En tant que représentant des athlètes au sein de la commission World Skate - Skateboarding, Neal Hendrix a suivi chaque étape de ce parcours extraordinaire.

"J'ai toujours gravité dans le monde du skateboard de haut niveau, quitte à tenir différents rôles", poursuit notre interlocuteur, passé professionnel en 1991. "À mes yeux, il était essentiel de trouver les bonnes personnes pour former le groupe qui devrait amener le skateboard à Tokyo."

Neal Hendrix a assisté, au début des années 2000, à la création de la Fédération Internationale de Skateboard (ISF) par son vieil ami Gary Ream, devenu depuis président de la commission World Skate - Skateboarding.
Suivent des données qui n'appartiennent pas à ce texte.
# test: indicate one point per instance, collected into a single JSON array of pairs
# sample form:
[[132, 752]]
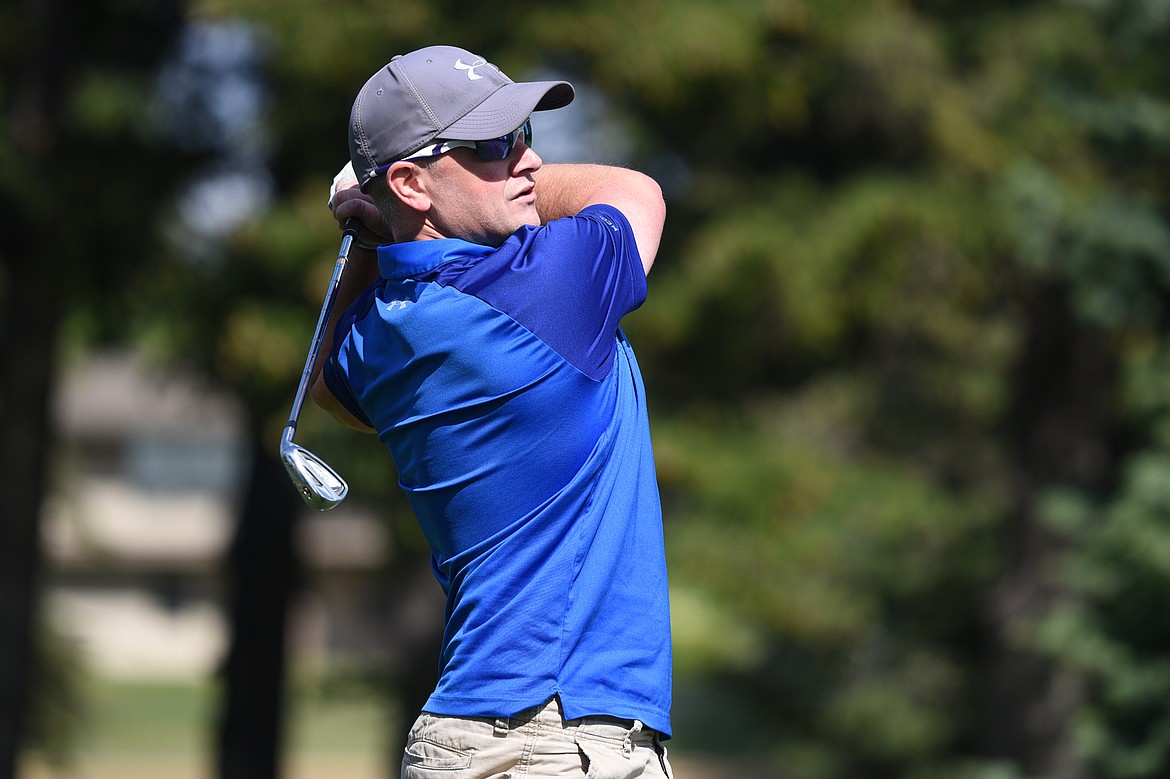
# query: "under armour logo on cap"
[[470, 68], [424, 95]]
Les médias et le Mouvement olympique n'ont pas tardé à se pencher sur le cas de cette discipline, en raison de l'immense intérêt que lui porte la jeunesse mais aussi de sa philosophie. Mais toutes les relations connaissent des hauts et des bas. L'un des attraits du skateboard réside justement dans sa propension à aller à contre-courant.
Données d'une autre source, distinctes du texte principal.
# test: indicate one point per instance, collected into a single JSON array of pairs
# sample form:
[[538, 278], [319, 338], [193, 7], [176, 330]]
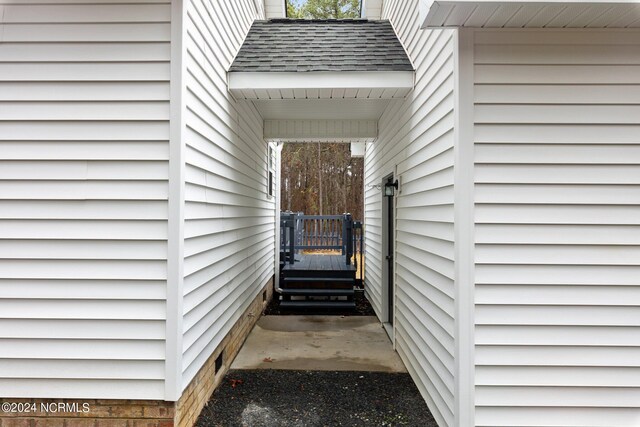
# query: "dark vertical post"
[[348, 237], [344, 233], [292, 238]]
"Ça n'avait rien d'évident, reconnaît Neal Hendrix. Notre problématique est différente des autres sports car le skateboard n'a jamais fonctionné à travers des institutions nationales. Pour un skater, la trajectoire qui mène au sommet consistait auparavant à obtenir le parrainage d'une marque impliquée dans le milieu, d'une marque de chaussures ou d'un fabriquant de boissons énergisantes. Une fois passé professionnel, on pouvait commencer à vivre de sa passion, mais tout passait toujours par des contrats avec des entreprises privées."

Le développement spectaculaire de grands événements comme les X Games, retransmis à la télévision, ou de vidéos montrant les exploits des meilleurs skaters dans le monde entier ont contribué à la croissance de la discipline. Sur le front olympique, un palier a été franchi avec l'apparition du skateboard aux Jeux Olympiques de la Jeunesse de Nanjing 2014, en tant que sport de démonstration. Mais pour ouvrir les portes des Jeux Olympiques d'été au skateboard, il a fallu négocier ferme... de part et d'autre. Avant toute chose, Neal Hendrix a dû convaincre les skaters eux-mêmes.

"Dans le monde du skateboard, il n'y a jamais de consensus universel", précise Neal Hendrix. "Les skaters vivent, dorment, mangent et respirent pour leur sport. C'est un sujet qui leur tient énormément à cœur."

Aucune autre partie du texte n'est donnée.